Il bambino con il pigiama a righe, Mark Herman, Usa UK, 2008, 94 minuti.
A volte si ha la fortuna o la sfortuna di non capire il proprio tempo, vuoi per distrazione, per ignoranza, o per il semplice fatto di essere troppo giovani o troppo vecchi, per poter capire pienamente gli eventi che si sviluppano intorno all’uomo. Bruno è un bambino di otto anni, è tedesco figlio di un gerarca nazista dell’alta borghesia di Berlino. Ha un padre affettuoso e attento che è il più grande orgoglio del bambino, una sorella più grande di qualche anno e una bellissima madre con i quali vive in un’enorme villa di un quartiere residenziale.
Da Il bambino con il pigiama a righe
Arriva però un momento di svolta nella sua vita, in coincidenza con la promozione del padre, che costretto a lasciare Berlino si sposta in campagna con la famiglia per “servire” la nazione. Bruno si trova così a dover lasciare tutto il conosciuto, i suoi amici, la sua casa, i suoi nonni per trasferirsi in un’austera casa di cemento, dove incontra solo i suoi familiari e altri militari. Dalla sua finestra però, Bruno scorge qualcosa; una fattoria gestita da strane persone con il pigiama a righe.
Scatta così nel bambino quel meccanismo naturale di curiosità che porterà Bruno a scappare di nascosto dalla casa, per avvicinarsi a quella strana fattoria circondata dal filo spinato e abitata da strani contadini. Qui Bruno conoscerà Shmuel, un bambino suo coetaneo che vive dall’altra parte del filo spinato.

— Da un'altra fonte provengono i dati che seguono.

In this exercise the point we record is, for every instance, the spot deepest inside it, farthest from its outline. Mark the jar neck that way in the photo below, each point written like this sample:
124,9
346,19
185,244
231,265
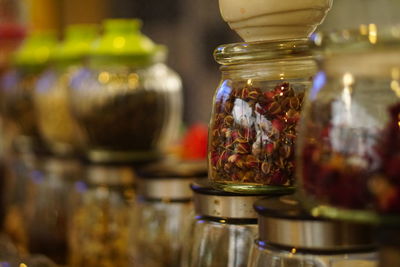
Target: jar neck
298,68
253,52
378,64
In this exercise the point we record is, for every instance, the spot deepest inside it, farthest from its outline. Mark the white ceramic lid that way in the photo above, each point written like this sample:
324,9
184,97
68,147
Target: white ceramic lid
261,20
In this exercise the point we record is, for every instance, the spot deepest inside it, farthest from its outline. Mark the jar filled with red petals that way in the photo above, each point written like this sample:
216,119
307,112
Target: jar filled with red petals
349,141
255,113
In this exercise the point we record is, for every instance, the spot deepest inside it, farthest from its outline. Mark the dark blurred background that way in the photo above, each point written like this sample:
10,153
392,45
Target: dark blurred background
191,30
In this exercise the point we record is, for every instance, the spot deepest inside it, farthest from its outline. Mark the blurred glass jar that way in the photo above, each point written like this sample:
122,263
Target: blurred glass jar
127,100
101,217
18,86
289,236
223,230
59,130
255,113
37,219
348,157
163,204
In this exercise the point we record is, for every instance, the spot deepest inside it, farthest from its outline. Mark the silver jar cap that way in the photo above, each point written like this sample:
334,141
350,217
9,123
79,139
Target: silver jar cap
214,203
167,189
169,179
110,175
283,222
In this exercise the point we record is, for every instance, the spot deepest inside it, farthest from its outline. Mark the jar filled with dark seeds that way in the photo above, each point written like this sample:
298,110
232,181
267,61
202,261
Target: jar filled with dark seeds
127,101
100,217
256,109
57,127
17,87
162,212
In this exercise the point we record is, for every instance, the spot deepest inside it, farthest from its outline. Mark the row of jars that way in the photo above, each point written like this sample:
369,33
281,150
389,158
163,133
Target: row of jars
109,97
334,100
98,214
108,216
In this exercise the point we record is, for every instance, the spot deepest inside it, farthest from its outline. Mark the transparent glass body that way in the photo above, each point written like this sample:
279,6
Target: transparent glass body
127,113
217,243
18,107
256,107
157,232
37,216
348,147
57,126
99,224
266,255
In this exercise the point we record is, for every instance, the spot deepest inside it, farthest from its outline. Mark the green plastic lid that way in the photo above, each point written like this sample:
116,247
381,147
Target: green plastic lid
77,43
35,51
123,43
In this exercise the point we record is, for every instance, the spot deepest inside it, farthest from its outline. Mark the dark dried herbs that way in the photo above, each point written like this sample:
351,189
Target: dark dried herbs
129,122
252,136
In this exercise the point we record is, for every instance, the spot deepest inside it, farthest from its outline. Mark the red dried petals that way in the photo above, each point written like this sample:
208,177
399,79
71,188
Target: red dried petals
261,150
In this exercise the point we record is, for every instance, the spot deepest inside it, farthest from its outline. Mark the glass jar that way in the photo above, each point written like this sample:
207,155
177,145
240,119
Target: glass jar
57,127
127,101
161,212
101,217
389,245
255,112
222,231
37,219
18,85
289,236
348,148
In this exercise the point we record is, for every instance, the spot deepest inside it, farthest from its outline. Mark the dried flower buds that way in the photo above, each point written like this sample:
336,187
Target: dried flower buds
252,136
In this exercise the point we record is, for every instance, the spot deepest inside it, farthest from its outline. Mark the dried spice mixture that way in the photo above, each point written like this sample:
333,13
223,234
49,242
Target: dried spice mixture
253,131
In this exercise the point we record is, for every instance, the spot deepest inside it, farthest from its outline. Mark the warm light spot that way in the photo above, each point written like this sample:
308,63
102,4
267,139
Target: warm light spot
119,42
394,84
363,29
373,33
348,79
133,80
42,54
104,77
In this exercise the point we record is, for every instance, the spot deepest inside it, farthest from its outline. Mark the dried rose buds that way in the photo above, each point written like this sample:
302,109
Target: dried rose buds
252,135
358,181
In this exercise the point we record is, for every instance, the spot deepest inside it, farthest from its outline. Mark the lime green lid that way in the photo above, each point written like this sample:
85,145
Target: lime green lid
123,43
77,43
35,51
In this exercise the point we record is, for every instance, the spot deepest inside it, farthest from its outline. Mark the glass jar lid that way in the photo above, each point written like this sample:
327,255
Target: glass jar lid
284,222
110,175
368,51
76,45
219,204
123,43
239,53
35,51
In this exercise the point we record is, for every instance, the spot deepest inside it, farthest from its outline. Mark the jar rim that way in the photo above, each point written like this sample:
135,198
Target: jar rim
245,52
364,39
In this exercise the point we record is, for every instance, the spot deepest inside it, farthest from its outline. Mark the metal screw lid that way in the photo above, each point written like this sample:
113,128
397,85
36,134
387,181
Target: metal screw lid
110,175
170,179
220,204
284,222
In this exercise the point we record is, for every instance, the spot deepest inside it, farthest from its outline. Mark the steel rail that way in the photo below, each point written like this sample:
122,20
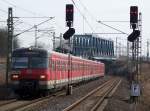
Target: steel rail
88,95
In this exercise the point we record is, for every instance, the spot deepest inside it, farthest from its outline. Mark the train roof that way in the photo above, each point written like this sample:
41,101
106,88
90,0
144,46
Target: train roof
48,53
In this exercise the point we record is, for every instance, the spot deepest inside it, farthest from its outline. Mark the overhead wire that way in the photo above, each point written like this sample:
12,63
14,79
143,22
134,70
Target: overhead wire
103,21
23,9
33,27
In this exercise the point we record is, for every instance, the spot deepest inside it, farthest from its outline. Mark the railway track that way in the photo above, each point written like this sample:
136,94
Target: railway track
21,105
96,100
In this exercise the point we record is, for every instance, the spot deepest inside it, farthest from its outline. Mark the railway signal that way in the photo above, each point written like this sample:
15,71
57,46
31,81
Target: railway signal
69,12
133,14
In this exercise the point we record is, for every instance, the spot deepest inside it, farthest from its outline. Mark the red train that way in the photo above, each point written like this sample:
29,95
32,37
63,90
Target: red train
37,70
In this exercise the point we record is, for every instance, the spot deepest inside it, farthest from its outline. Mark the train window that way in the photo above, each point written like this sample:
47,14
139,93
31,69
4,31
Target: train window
19,62
53,66
38,62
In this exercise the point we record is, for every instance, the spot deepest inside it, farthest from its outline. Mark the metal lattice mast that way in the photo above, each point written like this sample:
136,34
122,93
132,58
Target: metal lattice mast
140,43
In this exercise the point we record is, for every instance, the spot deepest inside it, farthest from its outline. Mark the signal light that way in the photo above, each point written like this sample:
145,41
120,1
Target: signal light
133,14
68,33
134,35
69,12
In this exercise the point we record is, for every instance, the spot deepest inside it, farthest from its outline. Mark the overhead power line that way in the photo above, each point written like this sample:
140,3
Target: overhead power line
83,16
34,27
112,28
23,9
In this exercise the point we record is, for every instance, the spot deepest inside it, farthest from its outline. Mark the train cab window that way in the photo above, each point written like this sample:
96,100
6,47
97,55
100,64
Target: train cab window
19,62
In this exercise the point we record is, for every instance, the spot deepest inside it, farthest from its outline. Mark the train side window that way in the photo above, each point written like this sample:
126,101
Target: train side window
53,65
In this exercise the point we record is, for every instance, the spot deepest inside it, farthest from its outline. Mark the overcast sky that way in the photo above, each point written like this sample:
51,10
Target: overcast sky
93,11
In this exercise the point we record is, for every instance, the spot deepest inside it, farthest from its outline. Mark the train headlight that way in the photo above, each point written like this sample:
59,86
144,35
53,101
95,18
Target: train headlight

Il film di Herman, riprendendo un romanzo dell’irlandese John Boyne, analizza in maniera distaccata e obbiettiva il dramma della Shoà, utilizzando come chiave di lettura l’amicizia di due bambini: Bruno, tedesco e Shmuel, ebreo. Attraverso l’innocenza di Bruno, Herman mette in luce l’assurda razionalità del nazismo e della soluzione finale, evidenziando la doppia razionalità dell’uomo, capace da un lato di amare alla disperazione i propri familiari e dall’altra di trasformarsi in una cinica e violenta bestia che non ha scrupoli a sterminare uomini e donne considerati “diversi”. Il cinismo rappresentativo di Herman, propone nuovamente la tematica della Shoà vista da un bambino, lasciando da parte l’ottimismo narrativo per far spazio alla brutalità della Storia.